Hepatitis B virus (HBV) and HCV are the main agents involved in hepatocarcinogenesis, with their relevance varying according to regional characteristics (2–4). In China, chronic HBV infection is present in 80% of HCC patients, whereas in Japan, Spain and Italy HCV accounts for most cases (3–5).
In Brazil, clinical and epidemiological data regarding HCC are scarce and there are no reports analyzing in detail regional characteristics and variations. A national survey conducted in 1997 showed that HBV and HCV are the main responsible agents despite the high percentage (42%) of cases of undetermined etiology (6).

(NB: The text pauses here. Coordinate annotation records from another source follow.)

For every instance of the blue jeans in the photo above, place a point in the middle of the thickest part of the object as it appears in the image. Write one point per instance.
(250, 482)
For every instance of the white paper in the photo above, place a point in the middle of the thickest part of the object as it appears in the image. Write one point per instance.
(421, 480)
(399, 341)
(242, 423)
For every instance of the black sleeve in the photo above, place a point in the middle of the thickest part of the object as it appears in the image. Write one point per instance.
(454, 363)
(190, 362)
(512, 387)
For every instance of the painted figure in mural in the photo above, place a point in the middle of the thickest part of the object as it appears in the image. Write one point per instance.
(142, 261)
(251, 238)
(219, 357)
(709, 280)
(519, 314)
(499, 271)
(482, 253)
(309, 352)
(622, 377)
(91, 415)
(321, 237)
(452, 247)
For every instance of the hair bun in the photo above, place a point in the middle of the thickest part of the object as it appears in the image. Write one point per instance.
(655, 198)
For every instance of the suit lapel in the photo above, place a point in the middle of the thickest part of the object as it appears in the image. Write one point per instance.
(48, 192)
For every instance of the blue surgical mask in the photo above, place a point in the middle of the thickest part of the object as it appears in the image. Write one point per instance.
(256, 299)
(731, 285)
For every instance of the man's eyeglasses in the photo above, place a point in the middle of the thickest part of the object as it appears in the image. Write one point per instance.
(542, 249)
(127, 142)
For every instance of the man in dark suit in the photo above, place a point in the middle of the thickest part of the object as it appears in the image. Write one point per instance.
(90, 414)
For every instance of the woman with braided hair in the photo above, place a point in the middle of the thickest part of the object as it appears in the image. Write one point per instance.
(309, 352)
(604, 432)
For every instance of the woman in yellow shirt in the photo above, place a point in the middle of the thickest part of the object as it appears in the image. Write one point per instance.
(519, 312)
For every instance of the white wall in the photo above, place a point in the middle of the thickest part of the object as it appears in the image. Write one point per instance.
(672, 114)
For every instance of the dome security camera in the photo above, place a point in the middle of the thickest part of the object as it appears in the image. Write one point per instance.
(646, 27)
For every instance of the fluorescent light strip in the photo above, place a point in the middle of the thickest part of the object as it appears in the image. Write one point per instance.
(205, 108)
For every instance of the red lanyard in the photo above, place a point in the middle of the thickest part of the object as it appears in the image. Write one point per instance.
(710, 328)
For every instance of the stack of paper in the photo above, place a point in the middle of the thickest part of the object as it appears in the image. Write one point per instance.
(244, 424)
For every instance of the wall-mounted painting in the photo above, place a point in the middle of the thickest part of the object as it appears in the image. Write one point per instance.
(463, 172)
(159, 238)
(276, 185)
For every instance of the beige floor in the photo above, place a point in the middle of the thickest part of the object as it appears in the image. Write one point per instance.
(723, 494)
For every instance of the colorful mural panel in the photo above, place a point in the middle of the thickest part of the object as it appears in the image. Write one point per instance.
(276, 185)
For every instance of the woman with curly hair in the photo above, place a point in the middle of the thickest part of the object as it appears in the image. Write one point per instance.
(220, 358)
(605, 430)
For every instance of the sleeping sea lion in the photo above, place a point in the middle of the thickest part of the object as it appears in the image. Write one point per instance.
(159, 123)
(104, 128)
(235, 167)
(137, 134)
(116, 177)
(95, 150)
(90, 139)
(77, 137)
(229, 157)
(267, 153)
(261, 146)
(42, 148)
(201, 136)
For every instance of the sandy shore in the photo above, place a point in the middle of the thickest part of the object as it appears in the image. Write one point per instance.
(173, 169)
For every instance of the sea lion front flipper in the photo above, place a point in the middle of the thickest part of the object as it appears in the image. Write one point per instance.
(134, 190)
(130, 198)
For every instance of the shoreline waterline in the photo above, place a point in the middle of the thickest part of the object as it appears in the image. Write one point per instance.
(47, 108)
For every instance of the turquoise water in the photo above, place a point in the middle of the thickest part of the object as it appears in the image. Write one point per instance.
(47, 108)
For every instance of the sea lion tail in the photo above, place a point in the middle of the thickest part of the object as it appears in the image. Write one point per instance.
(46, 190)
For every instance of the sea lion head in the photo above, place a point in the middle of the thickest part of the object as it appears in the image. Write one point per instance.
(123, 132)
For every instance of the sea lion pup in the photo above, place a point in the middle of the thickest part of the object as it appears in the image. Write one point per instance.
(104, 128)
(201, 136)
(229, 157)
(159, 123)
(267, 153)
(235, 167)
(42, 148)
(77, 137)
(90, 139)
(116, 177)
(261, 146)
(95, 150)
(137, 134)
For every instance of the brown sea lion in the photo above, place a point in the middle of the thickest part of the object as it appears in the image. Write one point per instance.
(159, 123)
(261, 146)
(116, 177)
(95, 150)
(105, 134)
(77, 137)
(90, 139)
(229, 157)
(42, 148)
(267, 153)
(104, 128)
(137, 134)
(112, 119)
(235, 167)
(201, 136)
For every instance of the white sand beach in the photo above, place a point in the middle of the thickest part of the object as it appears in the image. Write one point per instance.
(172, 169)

In the mid 1990s, Linnen et al. (7) and Simons et al. (8) almost simultaneously described the hepatitis G virus (HGV). The epidemiology of HGV is not well defined, but studies on blood donors have shown variations in infection rates ranging from 1 to 2% in the USA to 19% in South Africa (9–11). A recent meta-analysis involving 13 610 blood donors from different countries identified 649 (4.8%) cases of viremia (HGV-RNA (ribonucleic acid)), with no differences between different ethnic groups (11). In Brazil, studies on blood donors have reported a HGV prevalence of about 10% (12–14).
HGV is mainly transmitted through the parenteral route, with polytransfused patients and intravenous drug users being considered high-risk groups (9–11). However, the high prevalence rate of HGV among blood donors from undeveloped countries suggests that other routes, especially vertical and sexual transmission, play a relevant role in the dissemination of the virus (10).
The involvement of HGV in the development of HCC has been investigated over the last few years and some studies deserve special attention. Lightfoot et al. (15) compared the frequency of HGV-RNA between 167 black South-African patients with HCC and the same number of controls and found no significant differences. In contrast, Tagger et al. (16) studying 170 patients with HCC and 306 controls, observed a 7.3 times higher relative risk of detecting HGV in patients with liver cancer. Similar data were reported by Yuan et al. (5) who studied 144 patients with HCC and 252 controls and observed a 5.4 times higher risk of infection with HGV among patients with HCC, irrespective of concomitant infection with HBV or HCV. In the Brazilian literature no data concerning the prevalence of the HGV in patients with HCC were found.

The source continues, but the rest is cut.